Na het overlijden van president Gordon B. Hinckley op 27 januari 2008, riep president Thomas S. Monson president Eyring als eerste raadgever in het Eerste Presidium. President Eyring was daarvoor vier maanden als tweede raadgever werkzaam geweest, een positie die hij innam na het overlijden van president James E. Faust.
‘Hal’ — de naam waarmee hij onder familie en vrienden bekend is — is op 31 mei 1933 in Princeton (New Jersey) in de Verenigde Staten geboren. Hij werd als tweede van drie zoons van Henry Eyring en Mildred Bennion Eyring geboren in een gezin dat zowel geestelijk als wereldlijk onderwijs hoog in het vaandel droeg.

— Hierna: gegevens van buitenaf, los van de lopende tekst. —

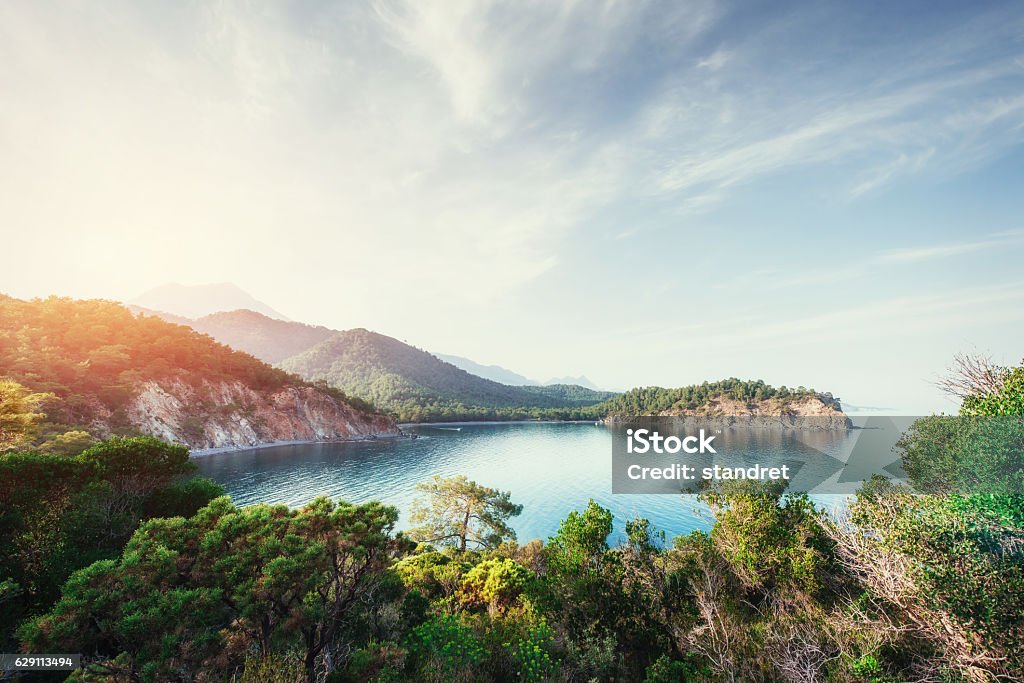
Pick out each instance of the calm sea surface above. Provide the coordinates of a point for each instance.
(551, 469)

Zijn vader was een bekend scheikundige die les gaf aan de Princeton University. Zijn moeder, een universitair docent aan het hoofd van de faculteit lichamelijke opvoeding voor vrouwen aan de University of Utah, was met verlof om een doctorsgraad te halen aan de University of Wisconsin toen ze haar toekomstige echtgenoot ontmoette. Beiden gaven zij hun vertrouwen in de Heer en hun geloof in zijn evangelie aan hun zoons door.
Erfgoed van geloof
President Eyring voert het begin van het erfgoed van geloof in de familie terug op voorouders die luisterden naar en gehoor gaven aan de ingevingen van de Geest en de raad van hun priesterschapsleiders. Zijn overgrootvader Henry Eyring, die in 1853 op achttienjarige leeftijd Duitsland verliet, kwam het jaar daarop in St. Louis (Missouri) in de Verenigde Staten met de kerk in contact. Hij verlangde naar een manifestatie over de kerk en kreeg die in de vorm van een droom waarin ouderling Erastus Snow van het Quorum der Twaalf Apostelen, met wie hij pas later zou kennismaken, hem gebood zich te laten dopen. Eenzelfde soort droom, waarin hij president Brigham Young voor het eerst zag, volgde in 1860 toen hij een zending vervulde in het tegenwoordige Oklahoma en Arkansas in de Verenigde Staten.1
Zijn overgrootvader Eyring ontmoette de Zwitserse immigrante Mary Bommeli toen hij zich aansloot bij dezelfde pioniersgroep op zijn tocht naar Utah na afloop van zijn zending. Mary, 24 toen haar familie zich bij de kerk aansloot, was in Berlijn gevangengezet omdat ze met anderen over het evangelie had gesproken. Op de avond van haar arrestatie schreef ze een brief aan de rechter die haar zaak zou behandelen. Ze schreef de rechter, ‘een werelds man’, over de opstanding en de geestenwereld en riep hem op zich te bekeren om zo zichzelf en zijn gezin ‘veel verdriet’ te besparen. De rechter liet de aanklacht spoedig vallen, waarna Mary werd vrijgelaten.2 Henry en Mary trouwden kort na aankomst in de Salt Lake Valley.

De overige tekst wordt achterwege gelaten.